Is losing weight one of your 2016 resolutions? Many people go out and join gyms, change their eating habits to match the current diet trend, or look for the latest weight-loss pill. Yet, some scientists are getting ready to prove that consuming someone else’s poop may be the most effective way to slim down.
It is not the most pleasant thought, but a team of researchers at Massachusetts General Hospital is going to test the idea that consuming freeze-dried poop pills may actually help someone lose weight.
Later this year, a controlled, randomized clinical trial, led by assistant professor and researcher Elaine Yu, will involve 21 overweight patients who will be given pills filled with freeze-dried fecal samples from lean, healthy donors. The patients will then be monitored for any weight and health changes.
Yu says the pills have no taste or odor and will not release their poop payload until they reach a certain spot in the large intestine. The research volunteers will have no idea whether they are taking the excrement pills or a placebo.
According to a Science Alert report, the patients will be given the poop pills for six weeks, after which researchers will test a person’s weight and health every three months. The trial volunteers will be required to maintain their normal eating and exercise habits.
It sounds like a pretty crappy idea, but there is already strong evidence that microbes in feces can influence a person’s health and fight disease. Previous research indicated that excrement from one person can fight infections in another person’s digestive system.
The same team behind the weight-loss study tested the effects of frozen poop on a deadly infection named Clostridium difficule in 2015. The scientists discovered that the “normal” microbes contained in the healthy donor’s excrement rebalanced the recipient’s system and effectively fought the infection. They successfully eradicated the illness from 18 of 20 patients who took part in the feces study.
In a previous Inquisitr report, another study showed fecal transplants worked better than antibiotics.
Using human excrement for obesity treatment may seem far-fetched, but scientists think if microbes in poop can fight infection maybe they can be used to help with weight-loss and even improve metabolism as well.
Several years ago, another group of researchers took samples of stomach microbes from a set of twins, one lean and obese. They placed the microbes into two sets of mice.
The mice were given the same diet, but the rodents who received the chubbier twin’s microbes actually got fatter. In contrast, the other mice who received the slimmer twin’s microorganisms stayed leaner.
Since diet was not a factor, the results led scientists to believe it was the microbes that were affecting the weight of the animals. So this upcoming trial will give a tremendous amount of new information to researchers, which may someday lead to a poop weight-loss pill.
Although the clinical team in Massachusetts is not sure how well the freeze-dried poop trial will turn out, researchers hope it will teach them more about microbes and how they act in our bodies. They plan to run the trial for at least one year, but possibly longer.
“We don’t know what the results of this trial will be,” Yu told the New York Daily News. “I don’t want to feed any frenzy of people jumping on this bandwagon. DIY experiments make me very nervous, as a physician and as a researcher.”

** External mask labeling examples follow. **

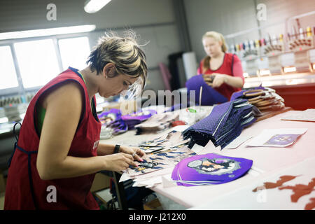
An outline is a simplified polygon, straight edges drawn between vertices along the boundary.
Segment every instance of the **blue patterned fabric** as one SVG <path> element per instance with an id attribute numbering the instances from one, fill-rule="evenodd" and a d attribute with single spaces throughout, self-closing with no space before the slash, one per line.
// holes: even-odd
<path id="1" fill-rule="evenodd" d="M 242 99 L 214 106 L 210 115 L 183 132 L 185 139 L 190 139 L 188 147 L 195 144 L 204 146 L 211 141 L 223 149 L 256 120 L 253 107 Z"/>

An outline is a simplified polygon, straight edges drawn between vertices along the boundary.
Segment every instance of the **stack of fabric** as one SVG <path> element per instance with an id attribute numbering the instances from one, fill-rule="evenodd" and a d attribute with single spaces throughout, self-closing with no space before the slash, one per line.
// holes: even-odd
<path id="1" fill-rule="evenodd" d="M 172 178 L 183 186 L 220 184 L 244 176 L 252 165 L 251 160 L 216 153 L 193 155 L 175 166 Z"/>
<path id="2" fill-rule="evenodd" d="M 190 91 L 195 91 L 195 99 L 190 95 L 190 100 L 195 102 L 196 104 L 203 106 L 211 106 L 227 102 L 228 99 L 225 97 L 206 83 L 203 76 L 195 76 L 187 80 L 186 83 L 187 92 L 189 94 Z"/>
<path id="3" fill-rule="evenodd" d="M 190 139 L 188 147 L 195 144 L 204 146 L 211 141 L 221 149 L 236 139 L 244 127 L 254 122 L 253 106 L 246 99 L 236 99 L 215 106 L 204 119 L 183 132 L 184 139 Z"/>
<path id="4" fill-rule="evenodd" d="M 102 122 L 101 139 L 108 139 L 111 134 L 117 135 L 128 130 L 128 127 L 122 120 L 119 109 L 111 108 L 97 116 Z"/>
<path id="5" fill-rule="evenodd" d="M 174 112 L 167 112 L 153 115 L 147 120 L 136 125 L 136 134 L 143 132 L 157 132 L 165 130 L 171 126 L 172 122 L 178 120 L 179 115 Z"/>
<path id="6" fill-rule="evenodd" d="M 258 87 L 233 93 L 231 100 L 246 99 L 260 111 L 276 111 L 285 107 L 284 99 L 274 89 Z"/>
<path id="7" fill-rule="evenodd" d="M 152 115 L 156 114 L 156 111 L 154 110 L 141 111 L 123 115 L 122 116 L 122 119 L 127 126 L 128 126 L 128 130 L 131 130 L 134 129 L 135 125 L 148 119 Z"/>

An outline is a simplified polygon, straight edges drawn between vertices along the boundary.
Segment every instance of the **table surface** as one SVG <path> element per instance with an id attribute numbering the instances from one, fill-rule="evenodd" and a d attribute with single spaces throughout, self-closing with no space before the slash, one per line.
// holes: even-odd
<path id="1" fill-rule="evenodd" d="M 315 147 L 314 146 L 315 143 L 314 137 L 315 136 L 315 123 L 281 120 L 281 118 L 299 112 L 298 111 L 290 111 L 256 122 L 251 126 L 243 130 L 240 135 L 241 136 L 257 136 L 264 129 L 307 128 L 307 132 L 290 146 L 285 148 L 249 147 L 243 144 L 236 149 L 223 149 L 215 152 L 223 155 L 252 160 L 253 161 L 253 168 L 260 171 L 258 175 L 247 174 L 234 181 L 220 185 L 164 188 L 162 184 L 159 184 L 150 189 L 186 208 L 192 208 L 209 203 L 232 190 L 244 188 L 253 181 L 262 179 L 272 174 L 274 174 L 274 172 L 301 162 L 305 159 L 315 157 Z M 168 131 L 165 130 L 164 133 Z M 156 136 L 156 135 L 135 135 L 135 131 L 132 130 L 110 139 L 101 140 L 101 142 L 130 145 L 136 144 L 147 140 L 148 138 L 151 139 L 153 136 Z M 159 171 L 156 172 L 159 172 Z"/>

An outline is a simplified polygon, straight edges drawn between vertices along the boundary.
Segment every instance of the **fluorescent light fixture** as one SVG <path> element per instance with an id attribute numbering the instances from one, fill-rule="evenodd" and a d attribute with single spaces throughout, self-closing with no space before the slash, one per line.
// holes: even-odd
<path id="1" fill-rule="evenodd" d="M 293 71 L 296 71 L 295 67 L 285 67 L 285 68 L 284 68 L 284 73 L 293 72 Z"/>
<path id="2" fill-rule="evenodd" d="M 260 69 L 259 71 L 259 74 L 260 76 L 269 76 L 271 74 L 270 70 L 269 69 Z"/>
<path id="3" fill-rule="evenodd" d="M 90 32 L 94 30 L 95 25 L 73 26 L 66 27 L 41 29 L 0 33 L 0 40 L 16 39 L 20 38 L 45 36 L 66 34 Z"/>
<path id="4" fill-rule="evenodd" d="M 90 0 L 84 6 L 88 13 L 95 13 L 105 6 L 111 0 Z"/>

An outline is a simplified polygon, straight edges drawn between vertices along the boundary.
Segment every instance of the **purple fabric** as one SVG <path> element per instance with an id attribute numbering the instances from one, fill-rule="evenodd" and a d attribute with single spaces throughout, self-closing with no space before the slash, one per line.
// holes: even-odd
<path id="1" fill-rule="evenodd" d="M 195 76 L 190 78 L 186 82 L 187 92 L 189 94 L 189 91 L 195 90 L 195 102 L 200 104 L 199 97 L 200 93 L 200 87 L 202 86 L 202 102 L 201 105 L 214 105 L 216 104 L 221 104 L 228 101 L 228 99 L 219 93 L 216 90 L 209 86 L 205 82 L 202 75 Z M 190 99 L 192 100 L 192 99 Z"/>
<path id="2" fill-rule="evenodd" d="M 111 108 L 97 115 L 102 127 L 110 127 L 113 134 L 118 134 L 128 130 L 128 126 L 122 119 L 121 111 L 119 109 Z"/>
<path id="3" fill-rule="evenodd" d="M 185 139 L 190 139 L 188 147 L 195 144 L 204 146 L 211 141 L 221 150 L 236 139 L 244 127 L 256 119 L 253 105 L 246 99 L 236 99 L 214 106 L 210 115 L 183 132 Z"/>
<path id="4" fill-rule="evenodd" d="M 175 166 L 172 178 L 184 186 L 220 184 L 244 176 L 252 164 L 251 160 L 216 153 L 194 155 Z"/>
<path id="5" fill-rule="evenodd" d="M 156 113 L 157 112 L 155 110 L 140 111 L 123 115 L 122 119 L 128 126 L 128 130 L 131 130 L 134 129 L 135 125 L 140 124 Z"/>

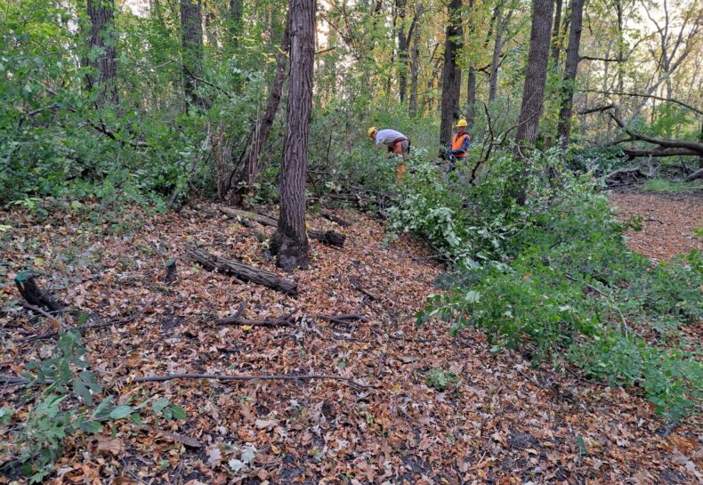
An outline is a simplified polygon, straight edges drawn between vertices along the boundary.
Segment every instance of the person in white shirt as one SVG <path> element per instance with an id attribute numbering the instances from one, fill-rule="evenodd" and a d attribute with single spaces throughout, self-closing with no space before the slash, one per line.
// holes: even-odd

People who are willing to donate their poop can do so as long as they are free of infection or other health issues. The researchers plan rigorous health screenings for each donor before taking samples for use in the trial. The search for acceptable donors has already begun and poop samples will be collected within a few months.
According to Yu, scientists are just scratching the surface in microbiome research. In the end, if the excrement experiment provides solid evidence that microbes can cause healthy weight changes, a weight-loss pill filled with someone’s poop may be an effective treatment for obesity in the near future.